Regulation of Transposable Elements: Videos & Practice Problems

Transposable elements, or transposons, are DNA sequences that can change their position within the genome. They can disrupt genes and cause mutations, making their regulation crucial for genomic stability. Regulation of transposons is not fully understood, but non-coding RNAs like siRNAs, microRNAs, and piRNAs play a significant role. These RNAs can silence transposons by forming double-stranded RNA (dsRNA), which is recognized and degraded by cellular machinery involving proteins like Dicer and RISC. In C. elegans, for example, the TC1 transposon is transcribed in somatic cells but remains stationary in germ cells due to dsRNA formation and subsequent degradation. Similar mechanisms exist in other organisms, involving pi clusters and Argonaute proteins, and in bacteria through CRISPR technology.

Non-coding RNAs such as siRNAs and microRNAs silence transposons by forming double-stranded RNA (dsRNA) structures. When a transposon is transcribed, the RNA may fold upon itself due to repeated sequences, creating dsRNA. The cell recognizes dsRNA as abnormal and activates a degradation pathway. Proteins like Dicer process the dsRNA, and RISC (RNA-induced silencing complex) binds to it. This complex then targets and degrades other transposon transcripts, preventing their movement. In C. elegans, for instance, the TC1 transposon is silenced in germ cells through this mechanism, ensuring genomic stability.

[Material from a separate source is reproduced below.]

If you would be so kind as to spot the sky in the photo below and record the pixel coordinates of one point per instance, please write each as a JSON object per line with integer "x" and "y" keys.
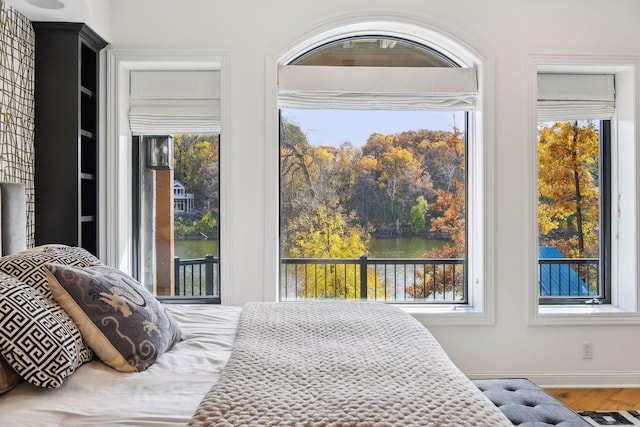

piRNAs (Piwi-interacting RNAs) and Argonaute proteins play a crucial role in transposon regulation, particularly in animals. piRNAs are derived from long RNA transcripts that contain multiple transposon sequences. These transcripts are processed into smaller piRNAs, which then bind to Argonaute proteins. The piRNA-Argonaute complex targets and degrades transposon transcripts, preventing their movement. This mechanism is similar to the siRNA and microRNA pathways but involves different proteins and RNA types. For example, in some animals, pi clusters in the genome produce piRNAs that help maintain genomic stability by silencing transposons.

The CRISPR (Clustered Regularly Interspaced Short Palindromic Repeats) system in bacteria is a defense mechanism that also regulates transposons. CRISPR sequences in the bacterial genome store fragments of viral and transposon DNA. When these elements are detected, the CRISPR system transcribes these sequences into RNA, which then guides Cas proteins to the target DNA. The Cas proteins cleave the transposon DNA, preventing its movement and integration into the genome. This system not only protects bacteria from viral infections but also helps maintain genomic stability by silencing transposons.

Regulation of transposons is crucial for genomic stability because uncontrolled transposon movement can disrupt genes and regulatory regions, leading to mutations and genomic instability. Transposons can insert themselves into functional genes, causing loss of function or altered gene expression. They can also create double-stranded breaks in DNA, leading to chromosomal rearrangements. By regulating transposons through mechanisms involving non-coding RNAs, piRNAs, and systems like CRISPR, cells can prevent these potentially harmful effects, ensuring the integrity and proper functioning of the genome.